Strinse i pugni, lasciando che le unghie penetrassero nella carne dei palmi, per soffocare sul nascere l’odio che provava per quell’avido uomo. Quando fu loro vicino, niente trasparì dai suoi gesti. Ignorando l’altro uomo osservò suo fratello, mentre lui faceva lo stesso. Jethro aveva gli stessi occhi chiari di Nun e i capelli castani sempre un po’ spettinati. Al contrario di lui, che considerava la serietà quasi un’arte, il più piccolo dei fratelli Talel rideva spesso e quando lo faceva gli si formava una fossetta sulla guancia sinistra. Era più basso di lui di qualche centimetro e per questo non gli andava mai troppo vicino, per non essere costretto a sollevare la testa per guardarlo.
Erano diversi quasi quanto il giorno e la notte, come lo erano stati anche dal loro fratello maggiore. Sembrava quasi che la loro madre si fosse divertita a dare alla luce personalità tanto diverse per dare al mondo più varietà possibili di caratteri.
Fu di nuovo Jethro a rompere il silenzio calato tra loro.
«Sei venuto da solo», esclamò, anche se non era una vera e propria domanda.

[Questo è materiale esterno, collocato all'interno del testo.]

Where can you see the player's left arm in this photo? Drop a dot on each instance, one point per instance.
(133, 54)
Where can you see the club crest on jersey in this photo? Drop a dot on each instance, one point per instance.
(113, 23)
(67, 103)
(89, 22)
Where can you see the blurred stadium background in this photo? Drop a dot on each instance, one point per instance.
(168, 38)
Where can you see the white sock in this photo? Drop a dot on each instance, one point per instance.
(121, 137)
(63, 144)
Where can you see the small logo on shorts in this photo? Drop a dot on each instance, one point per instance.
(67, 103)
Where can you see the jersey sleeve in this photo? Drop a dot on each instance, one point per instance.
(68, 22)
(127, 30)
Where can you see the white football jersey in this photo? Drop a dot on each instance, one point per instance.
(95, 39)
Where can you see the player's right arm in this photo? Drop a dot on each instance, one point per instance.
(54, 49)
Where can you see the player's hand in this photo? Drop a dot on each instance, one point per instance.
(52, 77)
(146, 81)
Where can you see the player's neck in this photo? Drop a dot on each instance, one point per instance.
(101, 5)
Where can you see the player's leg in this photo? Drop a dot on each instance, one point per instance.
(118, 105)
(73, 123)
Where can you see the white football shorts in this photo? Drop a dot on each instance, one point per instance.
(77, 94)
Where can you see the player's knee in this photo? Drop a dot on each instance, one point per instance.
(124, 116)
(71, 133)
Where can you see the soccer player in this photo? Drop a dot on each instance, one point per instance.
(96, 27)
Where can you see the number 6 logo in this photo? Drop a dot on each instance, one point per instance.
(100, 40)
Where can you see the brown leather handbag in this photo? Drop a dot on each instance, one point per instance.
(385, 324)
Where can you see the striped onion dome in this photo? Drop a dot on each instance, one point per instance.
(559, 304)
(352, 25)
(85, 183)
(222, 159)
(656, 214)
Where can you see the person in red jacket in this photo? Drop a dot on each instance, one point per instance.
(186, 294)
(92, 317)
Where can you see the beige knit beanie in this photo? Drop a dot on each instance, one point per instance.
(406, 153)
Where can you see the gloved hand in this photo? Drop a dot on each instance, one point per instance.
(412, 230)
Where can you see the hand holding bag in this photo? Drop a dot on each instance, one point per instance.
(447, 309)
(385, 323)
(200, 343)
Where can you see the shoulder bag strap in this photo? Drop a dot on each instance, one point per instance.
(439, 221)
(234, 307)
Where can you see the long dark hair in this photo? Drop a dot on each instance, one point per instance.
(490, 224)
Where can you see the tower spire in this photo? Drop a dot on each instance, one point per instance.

«Mi pare ovvio che nostra madre non fosse in grado di essere presente», spiegò duro.
«Come avrebbe potuto! L’unica volta che il suo figlio preferito l’ha delusa, morendo senza salutarla, doveva pur mostrare il suo disappunto in qualche modo».
Quel tono, del tutto fuori luogo, era tipico di Jethro. Non perdeva mai l’occasione di sottolineare come la loro madre avesse amato profondamente Nun. Eppure non aveva mai fatto mancare niente neanche agli altri due figli, soprattutto l’affetto e le attenzioni un po’ soffocanti.
Lanciò un’occhiata d’ammonimento a suo fratello, per intimargli di tacere. Non avrebbero dato spettacolo nella sala del trono, davanti a quell’uomo insignificante, davanti a tutti quegli sciacalli, né quel giorno, né mai.
Jethro fece spallucce e cambiò discorso, nulla che meritasse l’attenzione di Zohar, che riprese a far vagare lo sguardo lungo il salone. In quel momento fece il suo ingresso lady Aviel Orien, preceduta dal suo insignificante marito. Effettivamente lord Elraz era in buona compagnia. Quella donna stava tramando qualcosa ed era evidente dallo sguardo avido che si posava sui vari esponenti nobili lì presenti.
Sentiva che presto sarebbe esploso; non avrebbe potuto reggere ancora per molto tutta quella squallida situazione. Fu allora che l’imperatrice Ananta e la principessa Tiphereth entrarono, accomodandosi sui loro troni.